Два дня спустя я встретил его у ротного сапожника, которому он принес пару сапог для подбивки. Он заверил меня, что я превосходно держался в нашем питейном поединке: молодцом! из меня со временем получится славный офицер, он уже видит себя стоящим передо мной по стойке «смирно». Мы условились, что в субботу утром я буду ждать его в кафе «Радецкий», откуда он заберет меня на прогулку. Как раз в тот день была отменена уборка помещений, которая обычно проводилась в последний день недели, и мы были освобождены от службы на всю субботу и воскресенье, чтобы иметь возможность сделать закупки на дорогу и попрощаться со знакомыми. Начиная со вторника никто не имел права покидать казарму; полк находился в состоянии готовности к походу.

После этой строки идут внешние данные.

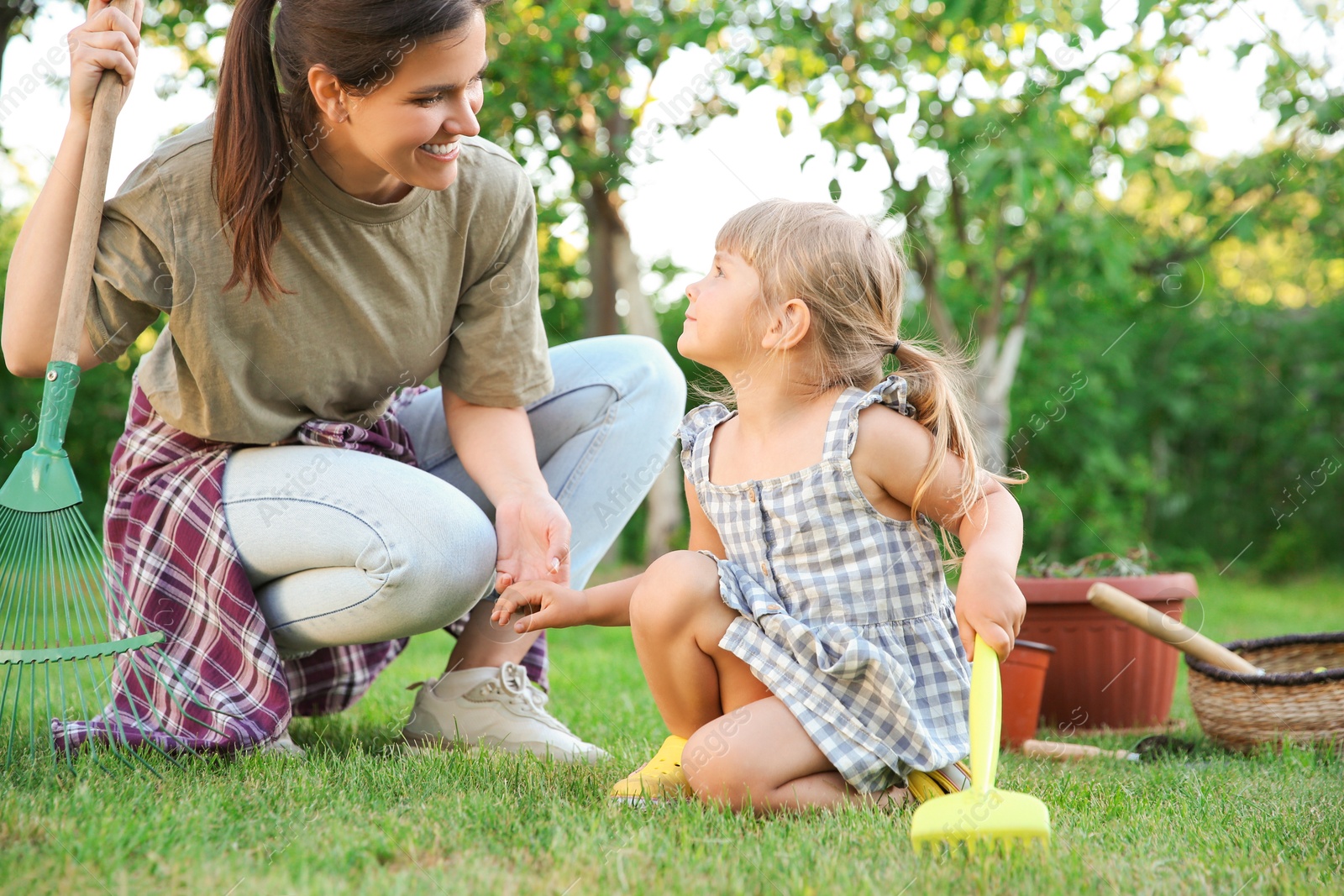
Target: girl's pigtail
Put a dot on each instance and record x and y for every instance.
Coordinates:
(938, 390)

Я еще загодя предпринял все необходимые мелкие приготовления: закупил продукты, чтение в дорогу, учебник итальянского и «Настольную книгу альпиниста», попрощался со всеми знакомыми — своим друзьям я щедро пообещал привезти собранные собственными руками эдельвейсы и коробку южных плодов из Больцано, — а потому мне было очень кстати еще разок бесцельно побродить по старинным улочкам, вбирая в себя образ города, который я покидал с большой неохотой.

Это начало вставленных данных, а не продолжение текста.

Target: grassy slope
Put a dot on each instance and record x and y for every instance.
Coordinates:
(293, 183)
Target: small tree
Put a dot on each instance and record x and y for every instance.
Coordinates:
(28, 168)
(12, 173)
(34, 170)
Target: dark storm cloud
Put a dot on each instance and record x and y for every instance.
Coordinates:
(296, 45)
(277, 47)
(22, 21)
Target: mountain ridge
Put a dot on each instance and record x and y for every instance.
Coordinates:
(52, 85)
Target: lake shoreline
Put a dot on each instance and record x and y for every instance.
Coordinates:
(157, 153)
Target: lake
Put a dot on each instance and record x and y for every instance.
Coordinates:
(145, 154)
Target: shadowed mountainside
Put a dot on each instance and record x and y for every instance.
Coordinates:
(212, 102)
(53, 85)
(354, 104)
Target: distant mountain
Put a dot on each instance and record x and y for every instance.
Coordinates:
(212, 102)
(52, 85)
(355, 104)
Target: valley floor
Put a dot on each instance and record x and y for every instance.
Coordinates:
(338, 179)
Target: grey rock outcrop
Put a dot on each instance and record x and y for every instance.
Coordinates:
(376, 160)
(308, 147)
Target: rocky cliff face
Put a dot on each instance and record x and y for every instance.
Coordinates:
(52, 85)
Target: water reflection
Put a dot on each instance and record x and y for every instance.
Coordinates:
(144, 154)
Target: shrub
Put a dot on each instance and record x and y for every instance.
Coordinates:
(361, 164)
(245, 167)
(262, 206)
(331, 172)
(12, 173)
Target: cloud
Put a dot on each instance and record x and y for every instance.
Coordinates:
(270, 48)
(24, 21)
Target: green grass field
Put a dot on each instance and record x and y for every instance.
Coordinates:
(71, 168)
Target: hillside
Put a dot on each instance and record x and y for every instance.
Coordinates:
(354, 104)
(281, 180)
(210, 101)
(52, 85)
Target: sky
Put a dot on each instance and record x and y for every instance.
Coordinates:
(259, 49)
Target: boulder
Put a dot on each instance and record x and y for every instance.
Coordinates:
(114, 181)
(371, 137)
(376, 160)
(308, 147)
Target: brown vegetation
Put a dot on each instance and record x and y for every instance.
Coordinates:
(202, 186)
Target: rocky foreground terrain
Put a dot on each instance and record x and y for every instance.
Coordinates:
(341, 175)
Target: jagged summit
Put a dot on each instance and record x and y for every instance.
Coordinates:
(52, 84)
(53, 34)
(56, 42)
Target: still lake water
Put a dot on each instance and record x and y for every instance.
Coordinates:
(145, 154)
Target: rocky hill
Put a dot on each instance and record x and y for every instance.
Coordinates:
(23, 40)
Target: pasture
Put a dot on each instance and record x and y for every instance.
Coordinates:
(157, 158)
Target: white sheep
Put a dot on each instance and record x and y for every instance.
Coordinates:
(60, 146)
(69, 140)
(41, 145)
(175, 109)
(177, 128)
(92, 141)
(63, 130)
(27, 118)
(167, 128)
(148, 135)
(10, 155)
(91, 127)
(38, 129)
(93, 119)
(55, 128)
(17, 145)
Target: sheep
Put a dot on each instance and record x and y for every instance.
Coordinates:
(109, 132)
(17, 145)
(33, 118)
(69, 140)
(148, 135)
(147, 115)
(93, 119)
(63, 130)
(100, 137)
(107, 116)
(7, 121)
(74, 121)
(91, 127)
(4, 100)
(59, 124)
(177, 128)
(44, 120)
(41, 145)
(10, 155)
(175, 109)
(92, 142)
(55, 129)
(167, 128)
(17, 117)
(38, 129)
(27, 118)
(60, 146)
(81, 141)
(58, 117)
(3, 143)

В субботу я сидел на площади Радецкого среди лавровых деревьев кофейни. Ветер перелистывал газеты, лежавшие на моем столике. Я не смог заставить себя прочесть их до конца. Я сидел как на иголках и вдобавок чувствовал себя разбитым, выдохшимся и усталым. Это обычное волнение перед дальней дорогой, убеждал я себя, хотя на самом деле это была болезнь — тиф, уже сидевший во мне. Охваченный тревогой и возбуждением, причины которых не были тогда еще понятны мне самому, я подозвал кельнера и хотел рассчитаться. В этот момент я увидел фельдфебеля.

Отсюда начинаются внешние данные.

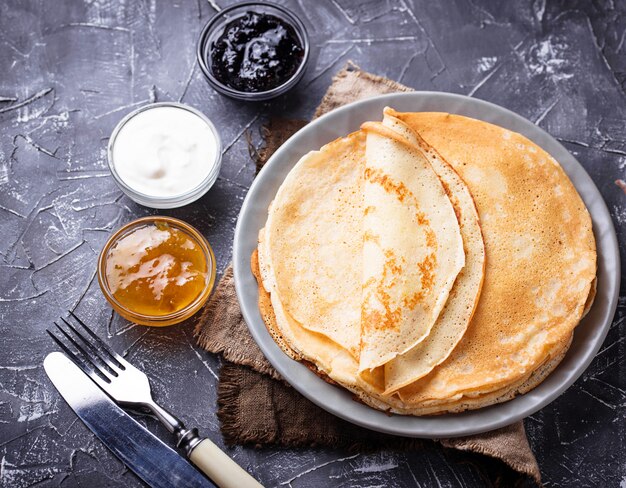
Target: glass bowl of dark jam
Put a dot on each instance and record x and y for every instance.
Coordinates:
(253, 51)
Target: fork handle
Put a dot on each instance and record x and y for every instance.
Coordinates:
(218, 466)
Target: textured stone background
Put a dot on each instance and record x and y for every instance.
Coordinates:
(72, 69)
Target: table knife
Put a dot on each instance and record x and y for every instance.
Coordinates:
(146, 455)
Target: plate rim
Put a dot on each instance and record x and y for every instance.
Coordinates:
(338, 401)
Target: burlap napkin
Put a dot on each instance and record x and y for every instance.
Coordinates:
(255, 406)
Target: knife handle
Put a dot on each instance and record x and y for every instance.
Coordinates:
(218, 466)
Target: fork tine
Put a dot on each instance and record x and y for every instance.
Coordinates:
(109, 365)
(83, 363)
(120, 362)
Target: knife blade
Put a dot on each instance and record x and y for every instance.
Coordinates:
(145, 454)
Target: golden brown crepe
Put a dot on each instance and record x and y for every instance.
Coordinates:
(539, 265)
(412, 246)
(541, 257)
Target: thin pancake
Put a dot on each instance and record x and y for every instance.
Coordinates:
(541, 256)
(406, 280)
(314, 238)
(370, 393)
(457, 313)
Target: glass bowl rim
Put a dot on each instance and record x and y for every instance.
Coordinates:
(292, 19)
(173, 317)
(171, 199)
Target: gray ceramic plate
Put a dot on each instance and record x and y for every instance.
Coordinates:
(589, 334)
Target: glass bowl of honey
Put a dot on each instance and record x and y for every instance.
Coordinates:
(156, 271)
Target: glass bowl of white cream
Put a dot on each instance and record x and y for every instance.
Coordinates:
(165, 155)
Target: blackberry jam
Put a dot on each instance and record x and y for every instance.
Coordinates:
(256, 52)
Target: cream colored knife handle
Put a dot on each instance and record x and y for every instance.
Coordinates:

Он шел со стороны каменного моста, держа в руке кошелек, из которого перед этим достал монету для оплаты мостового сбора. Он пересек площадь и приблизился ко мне. Он был уже совсем рядом, всего в каких-нибудь десяти шагах от меня, я уже хотел было встать и пойти ему навстречу, как вдруг произошло нечто необъяснимое.
Он застыл на месте, устремил на меня неподвижный взор и густо покраснел. Я кивнул ему, но он никак на это не среагировал, еще несколько секунд постоял, не двигаясь, а потом резко развернулся и, словно по услышанной им одним команде, направился в обратную сторону. Он снова пересек площадь и смешался с толпой фланирующих приказчиков, банковских служащих и продавщиц. Было очевидно, что он хотел как можно скорее затеряться среди гуляющей публики. Но я еще долго различал его, так как он был на две головы выше других, и его было не так просто потерять из виду. Я видел, как он широким шагом уходил все дальше и дальше, не останавливаясь и не оборачиваясь, по направлению к маленькой улочке, что вела к собору св. Витта, — «курс на вывеску над лавкой перчаточника», автоматически мелькнуло в моей вымуштрованной голове солдата. И чем дальше он удалялся, тем выше он мне казался, как будто бы он рос с каждым шагом. Виной этому были тиф, жар, озноб, я смотрел на мир нетвердым и испуганным взглядом, и окружающие предметы — дома, деревья, каменный конный памятник в центре площади, шляпы и пальто на стенах, спичечницы на столиках кафе, стакан воды, стоявший передо мной, — все это представлялось мне коварным, злобным и фантастически искаженным и вселяло в меня страх. Но более всего меня пугало необъяснимое поведение фельдфебеля, и я начал искать причину его внезапной паники.